Propylene is a simple hydrocarbon following the general formula for alkenes \( \mathrm{C}_n \mathrm{H}_{2n}\). When combusted in excess oxygen, as with any hydrocarbon, the reaction produces \( \mathrm{CO}_{2} \) and \( \mathrm{H}_{2}\mathrm{O}\). For example:

• The combustion equation for propylene:
  \( \mathrm{C}_{3} \mathrm{H}_{6} + 5\mathrm{O}_{2} \rightarrow 3\mathrm{CO}_{2} + 3\mathrm{H}_{2}\mathrm{O} \)
• Note there must always be sufficient oxygen to ensure complete combustion.

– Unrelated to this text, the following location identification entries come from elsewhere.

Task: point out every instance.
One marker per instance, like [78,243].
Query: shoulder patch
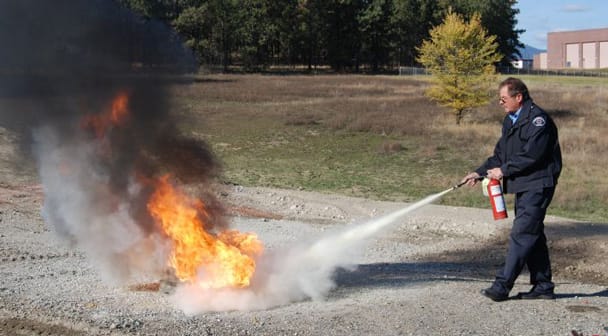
[539,121]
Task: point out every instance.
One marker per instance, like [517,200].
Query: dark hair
[515,86]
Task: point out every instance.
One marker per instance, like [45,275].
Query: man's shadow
[382,275]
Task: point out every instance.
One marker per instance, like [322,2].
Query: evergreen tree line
[347,35]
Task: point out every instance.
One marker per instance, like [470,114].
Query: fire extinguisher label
[495,190]
[499,202]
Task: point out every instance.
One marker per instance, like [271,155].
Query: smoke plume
[296,273]
[83,86]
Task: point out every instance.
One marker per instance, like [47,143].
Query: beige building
[579,49]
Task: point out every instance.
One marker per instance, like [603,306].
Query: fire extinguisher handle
[478,178]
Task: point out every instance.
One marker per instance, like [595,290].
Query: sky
[538,17]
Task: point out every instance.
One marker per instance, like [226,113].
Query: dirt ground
[420,277]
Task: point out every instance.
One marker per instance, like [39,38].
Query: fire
[116,115]
[225,259]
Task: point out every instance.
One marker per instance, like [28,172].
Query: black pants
[527,243]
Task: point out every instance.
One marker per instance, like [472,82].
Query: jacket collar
[524,117]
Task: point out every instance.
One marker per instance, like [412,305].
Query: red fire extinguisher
[499,209]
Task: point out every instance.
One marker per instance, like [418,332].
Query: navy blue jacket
[528,152]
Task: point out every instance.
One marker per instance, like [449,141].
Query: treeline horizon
[345,35]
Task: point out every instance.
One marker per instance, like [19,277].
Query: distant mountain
[528,52]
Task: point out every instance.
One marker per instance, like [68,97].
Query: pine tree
[461,57]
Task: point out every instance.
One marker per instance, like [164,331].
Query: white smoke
[296,273]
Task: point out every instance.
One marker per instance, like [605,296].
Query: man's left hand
[495,173]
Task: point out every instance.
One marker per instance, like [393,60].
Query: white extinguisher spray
[497,200]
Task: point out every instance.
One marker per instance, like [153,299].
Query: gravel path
[421,276]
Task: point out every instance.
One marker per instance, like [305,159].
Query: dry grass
[253,120]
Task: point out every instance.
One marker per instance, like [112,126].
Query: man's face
[509,103]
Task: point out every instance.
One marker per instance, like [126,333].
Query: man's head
[513,93]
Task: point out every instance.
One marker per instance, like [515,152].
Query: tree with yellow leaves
[461,57]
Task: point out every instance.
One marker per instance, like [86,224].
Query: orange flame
[225,259]
[117,115]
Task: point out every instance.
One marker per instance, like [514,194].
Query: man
[527,158]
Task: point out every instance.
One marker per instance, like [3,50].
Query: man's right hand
[471,179]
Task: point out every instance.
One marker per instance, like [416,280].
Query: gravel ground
[422,276]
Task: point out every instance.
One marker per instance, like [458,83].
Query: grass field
[379,137]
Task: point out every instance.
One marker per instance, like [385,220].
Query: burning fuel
[89,99]
[298,272]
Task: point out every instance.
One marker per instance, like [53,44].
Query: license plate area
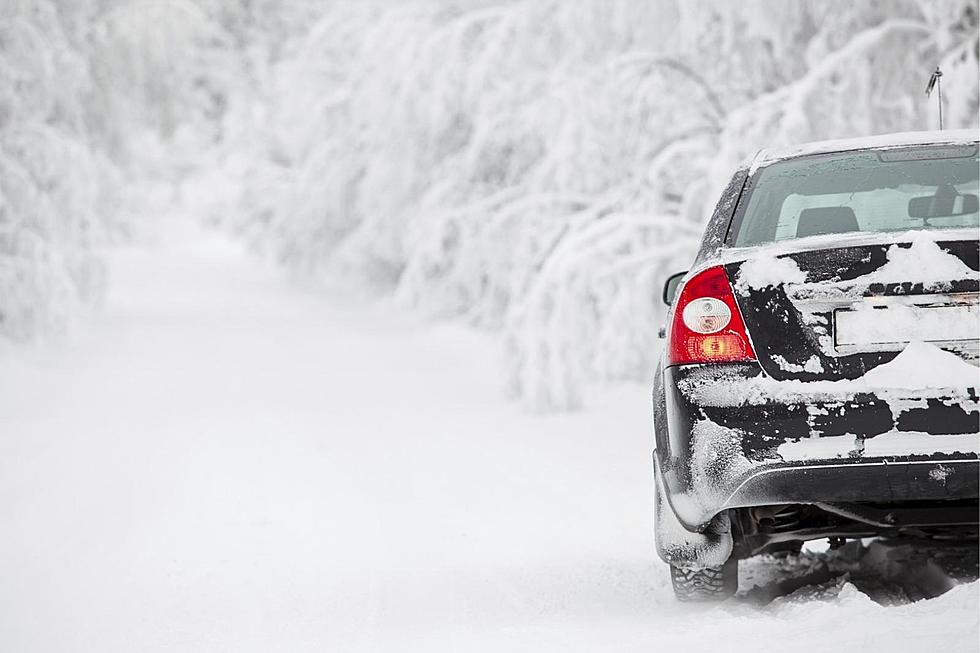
[889,323]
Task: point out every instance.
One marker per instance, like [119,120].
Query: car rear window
[898,189]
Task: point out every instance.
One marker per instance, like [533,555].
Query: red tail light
[707,326]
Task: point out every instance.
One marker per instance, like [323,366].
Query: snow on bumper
[738,438]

Not every combustion reaction is as straightforward as for hydrocarbons. The complete combustion of substances like thiobenzoic acid also involves sulfur, which results in sulfur dioxide \( \mathrm{SO}_{2} \) production. Understanding these reactions is fundamental for applications related to fuel energy and environmental considerations.

Chemical Stoichiometry

Chemical stoichiometry is the part of chemistry that deals with the quantitative relationships between reactants and products in a chemical reaction. In combustion reactions, stoichiometry is used to understand and calculate the amounts needed for complete reactions.
When working through stoichiometry, the balanced chemical equation is critical as it provides the proportions of reactants and products involved:

• For instance, in the combustion of glycerol:
  \( \mathrm{CH}_{2}(\mathrm{OH}) \mathrm{CH}(\mathrm{OH}) \mathrm{CH}_{2} \mathrm{OH} + 5\mathrm{O}_{2} \rightarrow 3\mathrm{CO}_{2} + 4\mathrm{H}_{2}\mathrm{O} \)
• This tells us for every molecule of glycerol, five molecules of oxygen are required.
• In the same way, the equation indicates the production of three molecules of carbon dioxide and four molecules of water.

Thus, stoichiometry helps to determine how much oxygen is needed or how much product will be formed, allowing precise control over the chemical processes.